Suppose that Mi is such a machine. Consider all the numbers i' such that Mi and Mi' are equivalent machines, meaning in particular that they give the same output and use the same amount of space on any given input. Remember that there are infinitely many numbers i' such that this is the case. For large enough i', the space usage of Mi' on input i', which is at most c log (log i'), will be below D's space usage on input i', which is log1.5 (log i'). Thus D's simulation will finish, D will halt with a different output from that of Mi', and L(D) ≠ L(M') = L(M).

• Question 8 (25): A space-oracle TM is an oracle machine with a write-only oracle tape. If it has an oracle for a language B, it can write a string w onto its oracle tape and then determine in one step whether w is in B, whereupon the oracle tape is cleared. It also has a read-only input tape and a work tape, and only the work tape counts as space. If B is any language, we define LB to be the languages decided by deterministic oracle machines for B using space O(log n), and NLB to be the languages of nondeterministic oracle machines for B using space O(log n).

• (a,10) Argue that if B is in the class L, then LB = L.

Let M be a logspace oracle machine with oracle for B -- we need to simulate M by a logspace machine M' with no oracle. Let M'' be the logspace machine whose language is B. M' proceeds by simulating M, but when M makes an oracle call, M' must pause and simulate M'' in order to determine the result of the oracle call, which is the answer as to whether some string w is in B. This is somewhat complicated, because M'' would have the string w on its read-only input tape and M' cannot afford to use a work tape to store w as w might well be polynomial length in n.

So what M' will do is record its state after each oracle call, so that it can reset to that state many times to produce bits of w whenever they are needed by M''. That is, when M'' needs a bit of w, M' resets its simulation of M to the last time the oracle tape was cleared, starts a counter, runs M until the needed bit of w is produced, and gives that bit to M''. Once M'' is finished, M' can take the answer to the oracle call and continue its simulation of M past that point.
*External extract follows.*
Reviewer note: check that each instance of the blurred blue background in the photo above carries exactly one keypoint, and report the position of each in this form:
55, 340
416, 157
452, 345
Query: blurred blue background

The space needed to do all this is O(log n) to simulate M, another O(log n) to record one prior configuration of M, plus O(log |w|) = O(log n) to simulate M'' -- this is O(log n) total.

• (b,5) Argue that if B is in the class NL, then LB ⊆ NL.

This proceeds as in part (a), except that M'' is now a nondeterministic logspace machine which can accept a string w iff it is in the language B. By the Immerman-Szelepcsenyi Theorem, there exists another nondeterministic logspace machine M''' whose language is the complement of B -- it can accept w iff w is not in B.

M' will use its own nondeterminism in two ways -- for each oracle query for a string w, M' will guess whether w is in B, and then simulate either M'' or M''' as appropriate until it accepts w. As in part (a), it will reset and re-simulate M as necessary to provide bits of w for M'' or M'''.

I originally asked you to prove that NLB = NL if B is in NL, but I am not sure that this is even true. I can't complete an argument similar to the one above is an NDTM, because I can't be sure that M is consistently describing a single string w to M'' or M''' -- it could say that wi is 0 and later say that the same bit wi is 1, by making different nondeterministic choices.

• (c,5) Argue that NP ⊆ LSAT, quoting results from lecture as necessary.

We know that if X is any language in NP, there is a logspace function f such that for any string w, w is in X iff f(w) is in SAT. So a logspace machine with oracle for SAT can decide whether w is in X by computing f(w), using only O(log n) space, and feeding it to the SAT oracle. The answer to the oracle query will be 1 if w is in X and 0 otherwise.

• (d,5) It is probably not true that if B is in NP, then PNP ⊆ NP . Why doesn't an argument like that of part (b) show this to be true?

In the case of B being in NL, we had an NL machine whose language was B and another NL machine whose language was the complement of B. Thus we could verify either w's membership or non-membership in B with the simulating NL machine. But as far as we know, an NP machine is of no use in verifying the non-membership of a string in an NP language.